Cell Reports (Dec 2014)
Coupling Transcriptional State to Large-Scale Repeat Expansions in Yeast
Abstract
Summary: Expansions of simple DNA repeats cause numerous hereditary disorders in humans. Replication, repair, and transcription are implicated in the expansion process, but their relative contributions are yet to be distinguished. To separate the roles of replication and transcription in the expansion of Friedreich’s ataxia (GAA)n repeats, we designed two yeast genetic systems that utilize a galactose-inducible GAL1 promoter but contain these repeats in either the transcribed or nontranscribed region of a selectable cassette. We found that large-scale repeat expansions can occur in the lack of transcription. Induction of transcription strongly elevated the rate of expansions in both systems, indicating that active transcriptional state rather than transcription through the repeat per se affects this process. Furthermore, replication defects increased the rate of repeat expansions irrespective of transcriptional state.

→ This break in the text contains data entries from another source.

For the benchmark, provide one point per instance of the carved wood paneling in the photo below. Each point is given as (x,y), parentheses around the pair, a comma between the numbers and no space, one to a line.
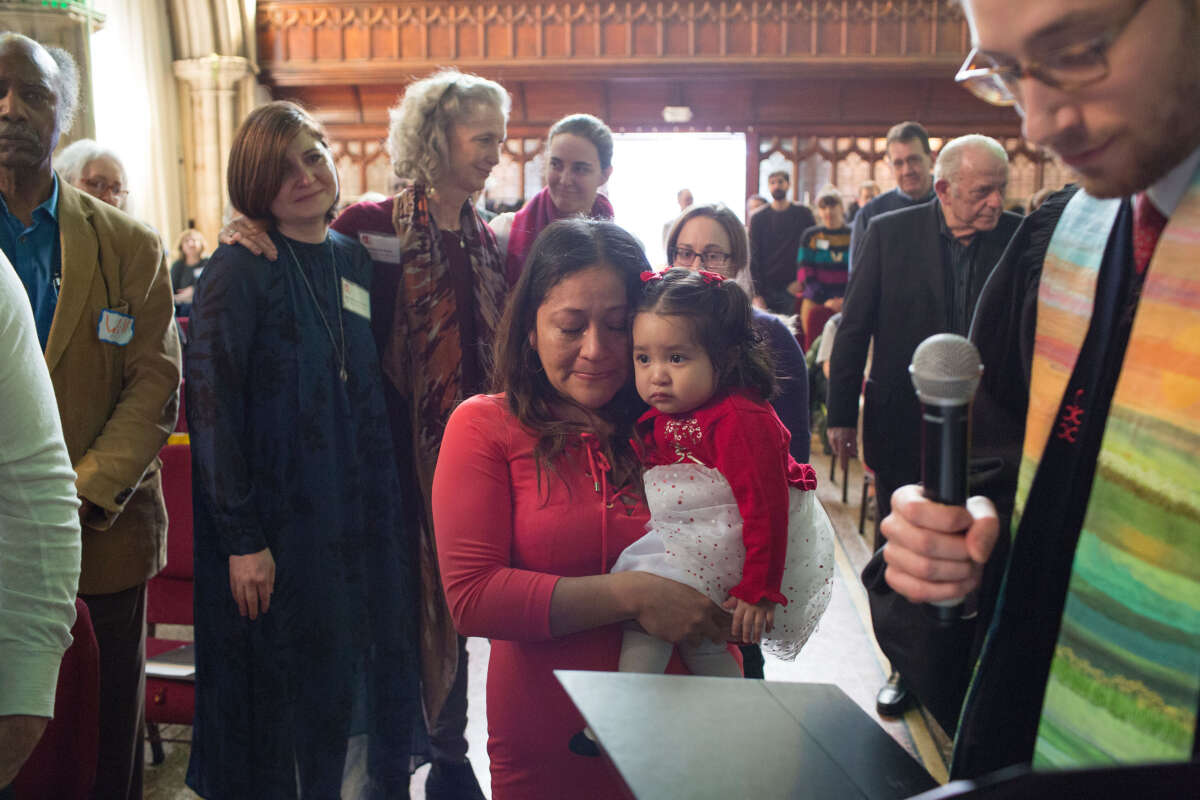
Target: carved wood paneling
(347,41)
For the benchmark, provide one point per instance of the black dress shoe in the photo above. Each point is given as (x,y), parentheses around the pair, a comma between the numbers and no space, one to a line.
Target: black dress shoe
(893,698)
(581,744)
(453,782)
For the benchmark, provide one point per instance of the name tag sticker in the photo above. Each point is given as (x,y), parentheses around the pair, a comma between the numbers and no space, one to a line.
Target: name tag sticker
(355,299)
(382,247)
(115,328)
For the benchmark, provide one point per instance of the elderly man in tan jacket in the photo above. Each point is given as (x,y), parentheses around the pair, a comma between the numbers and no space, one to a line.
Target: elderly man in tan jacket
(101,295)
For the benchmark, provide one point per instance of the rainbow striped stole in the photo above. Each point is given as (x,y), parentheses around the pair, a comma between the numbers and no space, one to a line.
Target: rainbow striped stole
(1125,679)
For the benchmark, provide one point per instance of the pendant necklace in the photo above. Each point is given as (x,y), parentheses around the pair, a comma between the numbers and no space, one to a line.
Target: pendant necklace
(339,350)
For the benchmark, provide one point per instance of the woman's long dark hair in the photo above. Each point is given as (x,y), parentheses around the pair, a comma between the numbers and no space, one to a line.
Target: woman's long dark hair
(563,248)
(720,317)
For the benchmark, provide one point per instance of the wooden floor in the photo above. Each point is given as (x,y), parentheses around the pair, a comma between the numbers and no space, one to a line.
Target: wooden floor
(841,651)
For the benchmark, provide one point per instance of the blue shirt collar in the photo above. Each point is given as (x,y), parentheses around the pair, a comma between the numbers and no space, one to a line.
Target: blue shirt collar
(49,208)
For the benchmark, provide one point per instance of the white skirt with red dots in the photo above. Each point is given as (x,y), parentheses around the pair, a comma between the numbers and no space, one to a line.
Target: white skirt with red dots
(695,537)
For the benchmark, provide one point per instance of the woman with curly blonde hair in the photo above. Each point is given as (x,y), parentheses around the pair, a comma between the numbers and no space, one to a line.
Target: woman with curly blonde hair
(437,296)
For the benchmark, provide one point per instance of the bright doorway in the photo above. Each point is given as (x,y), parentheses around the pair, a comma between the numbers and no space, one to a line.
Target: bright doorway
(651,168)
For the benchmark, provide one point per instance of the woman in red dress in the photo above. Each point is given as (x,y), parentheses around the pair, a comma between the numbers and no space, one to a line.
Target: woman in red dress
(537,492)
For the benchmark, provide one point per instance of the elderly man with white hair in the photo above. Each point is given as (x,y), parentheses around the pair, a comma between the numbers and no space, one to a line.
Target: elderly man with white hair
(100,292)
(95,169)
(918,272)
(1089,410)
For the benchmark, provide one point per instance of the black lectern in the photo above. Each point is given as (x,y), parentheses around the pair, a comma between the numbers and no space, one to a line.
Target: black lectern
(723,739)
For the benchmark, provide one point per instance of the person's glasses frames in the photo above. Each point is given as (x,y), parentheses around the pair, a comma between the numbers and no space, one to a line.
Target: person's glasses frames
(687,257)
(1067,68)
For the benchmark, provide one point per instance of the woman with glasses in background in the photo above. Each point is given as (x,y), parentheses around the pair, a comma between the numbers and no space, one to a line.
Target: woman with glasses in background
(95,169)
(712,238)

We present a model in which transcriptional state, linked to the nucleosomal density of a region, acts as a modulator of large-scale repeat expansions. : The molecular pathways of replication and transcription are implicated in the expansion of simple DNA repeats, but it has been difficult to distinguish their relative contributions. Shah et al. design and utilize genetic systems to investigate repeat instability in the absence of transcription, showing that transcriptional state rather than transcription through the repeat per se affects this process. The authors present a model linking transcriptional state to the density of nucleosomes in the repeat-containing region, which inherently acts as a modulator of large-scale expansions.